“Legionario”, 10 de diciembre de 1939, N. 378
Zurbarán – Virgen de las Merces (Virgen de las Cuevas – Sevilla)
El papa Benedicto XV concedió en 1921, a petición del cardenal Mercier, el oficio y la Misa de Santa María Virgen Medianera de todas las gracias, para que se celebrara el 31 de mayo en toda la nación belga. La Sede Apostólica otorgó estos mismos textos a muchas otras diócesis e institutos religiosos con lo cual la conmemoración litúrgica se hizo casi general.
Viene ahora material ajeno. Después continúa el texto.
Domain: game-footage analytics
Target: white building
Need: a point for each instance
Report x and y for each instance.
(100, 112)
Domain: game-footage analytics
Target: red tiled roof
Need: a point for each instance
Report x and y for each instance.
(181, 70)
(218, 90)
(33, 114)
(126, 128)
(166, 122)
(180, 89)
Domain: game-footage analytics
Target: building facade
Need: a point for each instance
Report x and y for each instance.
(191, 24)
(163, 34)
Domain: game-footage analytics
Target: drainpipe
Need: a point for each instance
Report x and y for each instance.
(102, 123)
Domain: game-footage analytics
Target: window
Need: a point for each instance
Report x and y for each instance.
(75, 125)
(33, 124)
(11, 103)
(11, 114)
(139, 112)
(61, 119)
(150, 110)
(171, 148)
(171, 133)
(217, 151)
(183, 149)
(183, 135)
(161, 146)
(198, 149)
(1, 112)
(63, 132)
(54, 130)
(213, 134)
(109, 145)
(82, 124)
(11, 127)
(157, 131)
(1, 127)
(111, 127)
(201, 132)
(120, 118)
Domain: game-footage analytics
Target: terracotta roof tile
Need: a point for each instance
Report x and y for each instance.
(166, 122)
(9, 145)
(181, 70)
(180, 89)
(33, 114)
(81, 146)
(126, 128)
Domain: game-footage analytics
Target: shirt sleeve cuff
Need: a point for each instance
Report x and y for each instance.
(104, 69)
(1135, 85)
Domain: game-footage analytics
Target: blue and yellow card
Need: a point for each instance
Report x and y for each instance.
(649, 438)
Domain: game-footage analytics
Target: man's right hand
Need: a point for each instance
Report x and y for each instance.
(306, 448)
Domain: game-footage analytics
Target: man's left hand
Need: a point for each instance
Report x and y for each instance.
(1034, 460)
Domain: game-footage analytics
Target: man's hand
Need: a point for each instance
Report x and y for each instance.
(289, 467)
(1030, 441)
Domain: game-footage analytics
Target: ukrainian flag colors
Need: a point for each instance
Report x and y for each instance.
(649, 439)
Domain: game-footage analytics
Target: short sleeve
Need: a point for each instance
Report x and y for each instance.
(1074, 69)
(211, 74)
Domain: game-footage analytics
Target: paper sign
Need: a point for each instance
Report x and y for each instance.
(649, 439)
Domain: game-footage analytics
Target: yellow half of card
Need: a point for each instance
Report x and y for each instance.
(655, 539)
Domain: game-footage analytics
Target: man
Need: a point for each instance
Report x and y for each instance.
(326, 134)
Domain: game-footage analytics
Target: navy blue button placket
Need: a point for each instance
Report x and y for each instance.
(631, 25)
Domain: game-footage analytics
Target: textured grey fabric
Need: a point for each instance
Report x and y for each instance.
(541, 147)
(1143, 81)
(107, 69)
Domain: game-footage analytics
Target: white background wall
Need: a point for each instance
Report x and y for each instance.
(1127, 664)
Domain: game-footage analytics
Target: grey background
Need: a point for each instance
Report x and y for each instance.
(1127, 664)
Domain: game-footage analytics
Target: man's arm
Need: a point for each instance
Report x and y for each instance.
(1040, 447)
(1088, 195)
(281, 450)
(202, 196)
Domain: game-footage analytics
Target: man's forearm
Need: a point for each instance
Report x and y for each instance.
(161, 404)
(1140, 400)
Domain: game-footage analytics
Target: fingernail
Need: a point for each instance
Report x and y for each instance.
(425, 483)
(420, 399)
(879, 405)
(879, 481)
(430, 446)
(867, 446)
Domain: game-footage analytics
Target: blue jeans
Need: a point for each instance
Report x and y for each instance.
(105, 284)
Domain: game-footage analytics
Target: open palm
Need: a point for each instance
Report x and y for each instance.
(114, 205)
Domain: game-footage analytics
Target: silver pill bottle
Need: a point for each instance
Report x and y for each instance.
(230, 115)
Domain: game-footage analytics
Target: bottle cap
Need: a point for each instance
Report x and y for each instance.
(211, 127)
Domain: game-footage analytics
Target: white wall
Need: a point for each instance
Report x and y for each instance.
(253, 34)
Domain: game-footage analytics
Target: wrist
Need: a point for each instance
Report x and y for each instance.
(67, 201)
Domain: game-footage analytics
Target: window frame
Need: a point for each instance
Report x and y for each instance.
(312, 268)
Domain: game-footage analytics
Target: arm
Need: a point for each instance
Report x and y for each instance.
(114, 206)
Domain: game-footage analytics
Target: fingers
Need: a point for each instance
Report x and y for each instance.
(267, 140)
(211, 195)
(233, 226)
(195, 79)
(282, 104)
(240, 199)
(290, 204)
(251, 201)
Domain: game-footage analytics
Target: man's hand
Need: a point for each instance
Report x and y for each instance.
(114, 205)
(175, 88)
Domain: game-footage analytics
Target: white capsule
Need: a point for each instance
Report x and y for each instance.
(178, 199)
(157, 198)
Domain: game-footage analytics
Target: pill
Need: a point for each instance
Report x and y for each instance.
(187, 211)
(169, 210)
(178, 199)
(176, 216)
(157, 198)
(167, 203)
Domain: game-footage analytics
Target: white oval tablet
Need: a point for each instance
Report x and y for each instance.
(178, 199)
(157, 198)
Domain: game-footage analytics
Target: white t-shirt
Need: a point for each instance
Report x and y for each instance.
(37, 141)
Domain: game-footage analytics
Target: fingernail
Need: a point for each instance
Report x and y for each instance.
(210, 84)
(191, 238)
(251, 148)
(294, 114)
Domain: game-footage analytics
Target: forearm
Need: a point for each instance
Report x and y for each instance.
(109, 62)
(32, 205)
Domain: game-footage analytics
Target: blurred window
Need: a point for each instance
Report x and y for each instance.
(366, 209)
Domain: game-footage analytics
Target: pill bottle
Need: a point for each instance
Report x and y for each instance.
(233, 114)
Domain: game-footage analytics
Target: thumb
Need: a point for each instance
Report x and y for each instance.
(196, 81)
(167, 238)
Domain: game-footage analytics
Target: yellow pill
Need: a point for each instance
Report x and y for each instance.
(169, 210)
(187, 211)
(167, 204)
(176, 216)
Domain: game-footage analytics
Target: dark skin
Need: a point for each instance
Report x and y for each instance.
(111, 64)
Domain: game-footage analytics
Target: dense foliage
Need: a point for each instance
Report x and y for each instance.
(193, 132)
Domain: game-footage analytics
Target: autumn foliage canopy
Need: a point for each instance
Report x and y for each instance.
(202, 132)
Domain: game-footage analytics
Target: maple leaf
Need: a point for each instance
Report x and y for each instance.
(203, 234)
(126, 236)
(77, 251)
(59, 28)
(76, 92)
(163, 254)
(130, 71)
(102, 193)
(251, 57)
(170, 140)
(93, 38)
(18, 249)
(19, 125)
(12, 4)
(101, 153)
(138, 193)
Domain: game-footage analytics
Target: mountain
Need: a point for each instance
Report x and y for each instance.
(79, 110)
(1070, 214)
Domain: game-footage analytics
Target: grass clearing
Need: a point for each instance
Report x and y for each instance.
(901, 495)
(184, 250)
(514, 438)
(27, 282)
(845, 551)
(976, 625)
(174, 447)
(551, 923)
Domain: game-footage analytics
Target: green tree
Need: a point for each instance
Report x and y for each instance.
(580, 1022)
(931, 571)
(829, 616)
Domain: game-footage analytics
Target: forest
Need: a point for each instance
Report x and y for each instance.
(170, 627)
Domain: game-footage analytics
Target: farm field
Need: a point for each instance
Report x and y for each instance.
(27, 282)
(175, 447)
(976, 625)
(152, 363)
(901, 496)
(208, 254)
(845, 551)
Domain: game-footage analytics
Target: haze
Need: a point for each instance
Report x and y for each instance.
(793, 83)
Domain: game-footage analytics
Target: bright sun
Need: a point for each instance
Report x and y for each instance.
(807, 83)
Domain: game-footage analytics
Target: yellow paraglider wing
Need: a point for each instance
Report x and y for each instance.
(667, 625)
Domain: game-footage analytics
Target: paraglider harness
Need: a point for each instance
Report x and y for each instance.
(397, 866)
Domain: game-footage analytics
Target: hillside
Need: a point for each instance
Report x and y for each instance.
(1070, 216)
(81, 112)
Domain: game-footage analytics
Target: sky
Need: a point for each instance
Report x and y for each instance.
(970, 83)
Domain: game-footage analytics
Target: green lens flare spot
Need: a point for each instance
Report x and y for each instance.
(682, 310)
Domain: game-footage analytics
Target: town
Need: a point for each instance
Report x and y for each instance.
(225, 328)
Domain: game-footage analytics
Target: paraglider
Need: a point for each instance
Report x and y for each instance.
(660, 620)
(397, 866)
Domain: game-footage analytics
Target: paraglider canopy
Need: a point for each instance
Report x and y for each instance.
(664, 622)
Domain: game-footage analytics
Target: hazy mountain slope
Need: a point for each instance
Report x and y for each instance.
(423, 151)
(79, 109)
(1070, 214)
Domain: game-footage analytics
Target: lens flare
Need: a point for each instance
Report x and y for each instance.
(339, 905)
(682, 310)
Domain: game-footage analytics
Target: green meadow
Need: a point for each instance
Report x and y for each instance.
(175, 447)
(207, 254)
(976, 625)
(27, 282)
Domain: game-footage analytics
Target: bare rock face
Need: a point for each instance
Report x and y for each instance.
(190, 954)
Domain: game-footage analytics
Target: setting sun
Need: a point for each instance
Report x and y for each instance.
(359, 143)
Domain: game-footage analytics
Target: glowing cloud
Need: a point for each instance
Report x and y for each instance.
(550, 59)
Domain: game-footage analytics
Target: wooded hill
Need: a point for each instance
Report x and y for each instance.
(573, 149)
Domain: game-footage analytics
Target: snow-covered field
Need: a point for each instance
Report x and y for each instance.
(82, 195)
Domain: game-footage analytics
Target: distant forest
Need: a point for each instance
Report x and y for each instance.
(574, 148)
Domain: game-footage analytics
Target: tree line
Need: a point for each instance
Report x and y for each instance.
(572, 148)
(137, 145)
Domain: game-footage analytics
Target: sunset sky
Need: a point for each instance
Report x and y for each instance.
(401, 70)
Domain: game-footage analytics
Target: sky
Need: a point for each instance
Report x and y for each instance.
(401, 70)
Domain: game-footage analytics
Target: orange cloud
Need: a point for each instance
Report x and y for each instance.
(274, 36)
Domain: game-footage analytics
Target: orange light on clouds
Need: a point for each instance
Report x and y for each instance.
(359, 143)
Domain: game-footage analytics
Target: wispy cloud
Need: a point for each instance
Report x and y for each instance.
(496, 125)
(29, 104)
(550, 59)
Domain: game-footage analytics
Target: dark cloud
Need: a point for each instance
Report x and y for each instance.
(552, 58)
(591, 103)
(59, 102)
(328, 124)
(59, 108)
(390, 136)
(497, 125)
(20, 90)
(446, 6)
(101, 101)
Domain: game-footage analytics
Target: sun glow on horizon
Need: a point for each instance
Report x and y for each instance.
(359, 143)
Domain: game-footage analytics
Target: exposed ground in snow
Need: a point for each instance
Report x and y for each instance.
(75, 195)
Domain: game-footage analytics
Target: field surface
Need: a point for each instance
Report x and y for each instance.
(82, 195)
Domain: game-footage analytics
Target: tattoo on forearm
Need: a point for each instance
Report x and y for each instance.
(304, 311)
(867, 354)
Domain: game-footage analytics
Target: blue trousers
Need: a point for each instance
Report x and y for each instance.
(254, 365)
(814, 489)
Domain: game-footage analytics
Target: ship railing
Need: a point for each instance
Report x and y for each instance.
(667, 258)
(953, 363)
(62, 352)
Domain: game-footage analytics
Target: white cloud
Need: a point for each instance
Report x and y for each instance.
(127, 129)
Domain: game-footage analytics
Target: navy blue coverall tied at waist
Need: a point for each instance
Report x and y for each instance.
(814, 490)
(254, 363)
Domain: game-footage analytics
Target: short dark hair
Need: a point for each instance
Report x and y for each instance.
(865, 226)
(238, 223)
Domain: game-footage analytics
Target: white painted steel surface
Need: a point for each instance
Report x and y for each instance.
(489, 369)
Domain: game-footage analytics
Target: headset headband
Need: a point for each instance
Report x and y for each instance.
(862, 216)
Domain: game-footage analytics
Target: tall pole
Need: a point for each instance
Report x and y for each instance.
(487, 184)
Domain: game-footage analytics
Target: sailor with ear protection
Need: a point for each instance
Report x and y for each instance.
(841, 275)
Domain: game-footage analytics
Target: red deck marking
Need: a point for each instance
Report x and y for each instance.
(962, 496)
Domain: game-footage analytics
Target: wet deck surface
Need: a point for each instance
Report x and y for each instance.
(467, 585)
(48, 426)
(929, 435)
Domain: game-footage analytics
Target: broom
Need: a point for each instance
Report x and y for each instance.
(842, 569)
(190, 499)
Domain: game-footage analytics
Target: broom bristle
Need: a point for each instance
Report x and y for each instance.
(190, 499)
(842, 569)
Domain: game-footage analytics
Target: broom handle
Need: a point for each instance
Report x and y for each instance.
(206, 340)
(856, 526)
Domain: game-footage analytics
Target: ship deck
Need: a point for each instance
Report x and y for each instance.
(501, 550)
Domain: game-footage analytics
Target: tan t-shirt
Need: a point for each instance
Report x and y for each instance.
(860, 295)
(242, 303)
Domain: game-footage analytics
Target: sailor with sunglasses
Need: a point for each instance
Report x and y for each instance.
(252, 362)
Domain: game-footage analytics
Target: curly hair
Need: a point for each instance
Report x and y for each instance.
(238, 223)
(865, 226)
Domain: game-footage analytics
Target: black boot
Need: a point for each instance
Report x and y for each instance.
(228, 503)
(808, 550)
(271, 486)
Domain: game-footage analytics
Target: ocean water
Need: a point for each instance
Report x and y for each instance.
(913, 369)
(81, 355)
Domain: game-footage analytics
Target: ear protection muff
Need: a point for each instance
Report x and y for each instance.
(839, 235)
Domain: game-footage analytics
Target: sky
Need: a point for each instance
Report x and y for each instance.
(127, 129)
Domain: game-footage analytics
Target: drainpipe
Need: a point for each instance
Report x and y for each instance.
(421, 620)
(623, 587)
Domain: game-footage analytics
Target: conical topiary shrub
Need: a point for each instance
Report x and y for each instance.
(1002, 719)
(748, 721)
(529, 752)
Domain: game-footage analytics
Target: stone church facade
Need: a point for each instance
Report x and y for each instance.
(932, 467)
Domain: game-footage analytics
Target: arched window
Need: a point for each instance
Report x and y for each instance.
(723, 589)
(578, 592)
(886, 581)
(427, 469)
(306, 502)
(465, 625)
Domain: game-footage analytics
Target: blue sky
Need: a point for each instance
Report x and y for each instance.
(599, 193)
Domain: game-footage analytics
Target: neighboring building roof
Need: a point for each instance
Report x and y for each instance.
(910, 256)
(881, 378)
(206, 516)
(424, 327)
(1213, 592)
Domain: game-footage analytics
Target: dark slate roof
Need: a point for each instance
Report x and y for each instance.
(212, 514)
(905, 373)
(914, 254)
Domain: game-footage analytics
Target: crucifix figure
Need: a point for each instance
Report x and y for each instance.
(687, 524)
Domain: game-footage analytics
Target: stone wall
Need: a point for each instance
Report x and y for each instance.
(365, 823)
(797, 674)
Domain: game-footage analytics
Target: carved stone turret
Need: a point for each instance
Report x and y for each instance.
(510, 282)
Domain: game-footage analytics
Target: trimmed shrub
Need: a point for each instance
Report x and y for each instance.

Actualmente, se celebra en muchos lugares el 8 de mayo desde que Pío XII instituyó en 1954 la fiesta de Santa María Reina que se habría de celebrar en la Iglesia Universal el 31 de mayo.
En mi último artículo expuse las cualidades esenciales del Tratado de la Verdadera Devoción a la Santísima Virgen, del beato [hoy santo, canonizado en 20 de julio de 1947 por el Papa Pío XII] Luis María Grignion de Montfort. Hoy pretendo decir algo sobre la doctrina que expone.
Creo no equivocarme al afirmar que, en esencia, el Tratado no es más que la exposición de dos grandes verdades enseñadas por la Iglesia, de las que extrae todas las consecuencias necesarias y cuya luz ilumina toda la vida espiritual.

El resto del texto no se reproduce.